As a history-obsessive who once considered pursuing an academic career in the field, I think that Samuelson is absolutely right about the (lack of) consequences of Americans' ignorance. And the stats cited by Samuelson regarding the knowledge of the "greatest generation" illustrates one of the most important lessons of history: Nostalgia is for the weak-minded. Nine times out of ten, the sentiment of "things were so much better back [insert time of speaker's childhood]" is wrong, and the tenth time is usually overstated.
I THOUGHT IT WOULD BE BETTER: A.O. Scott trashes "Attack of the Clones." Fans may hope that institutional incentives have affected his review: it was rumored that Janet Maslin's positive review of the previous installment helped cost her the job as the Times' movie critic.

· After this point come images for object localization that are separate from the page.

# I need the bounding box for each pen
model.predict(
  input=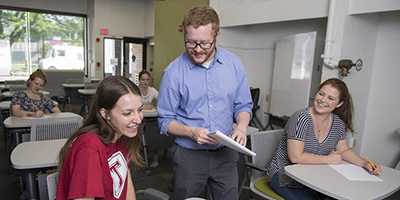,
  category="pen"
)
[32,103,40,112]
[364,153,379,175]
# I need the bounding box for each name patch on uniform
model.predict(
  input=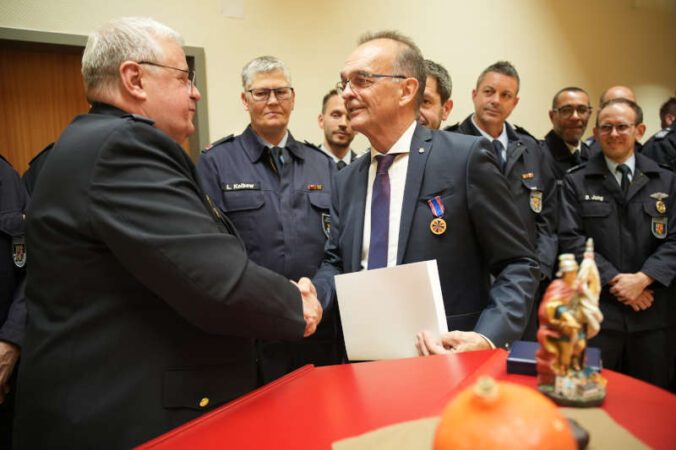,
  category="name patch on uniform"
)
[584,194,605,202]
[652,217,667,239]
[222,182,260,191]
[12,237,26,268]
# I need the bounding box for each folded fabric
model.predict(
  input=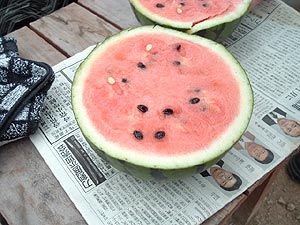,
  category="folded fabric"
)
[0,37,55,145]
[0,37,18,57]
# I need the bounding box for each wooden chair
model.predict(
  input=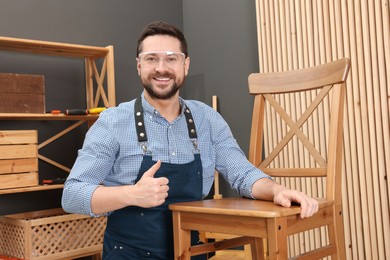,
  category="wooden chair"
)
[169,58,351,259]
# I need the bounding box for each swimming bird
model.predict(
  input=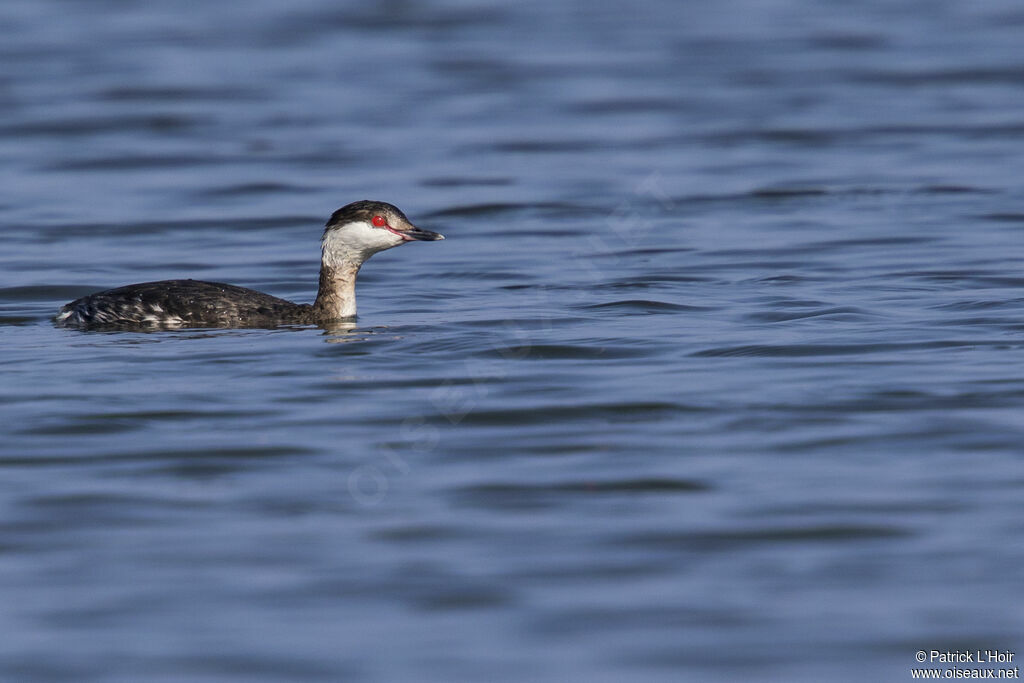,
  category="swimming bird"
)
[55,200,443,328]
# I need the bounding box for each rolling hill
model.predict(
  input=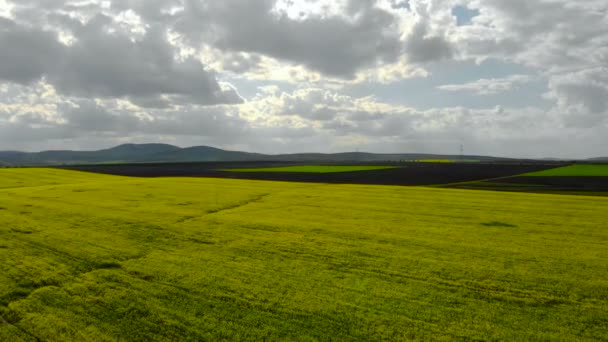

NOT ALL "PEACE PROCESSES" FAIL: The NY Times had a great account of how peace has been restored to Columbia's English Department. Apparently they need to have outsiders make the important decisions because the department is so divided.
I wasn't an English major, but I took a lot of classes in the department, with the good guys (defined for purposes of this post as those who did not mention the word "deconstruction.") I had no idea any of these tensions existed. Obliviousness is sometimes a very good thing.
AND WHILE YOU'RE AT IT... Steven Spielberg has made some changes to the version of E.T. about to be re-released. Most notably, he has digitally altered the guns in one chase scene to walkie-talkies - after all, a whole generation of children has been traumatized by the sight. My old college classmate Tim Carvell has some other editing suggestions for Mr. Spielberg.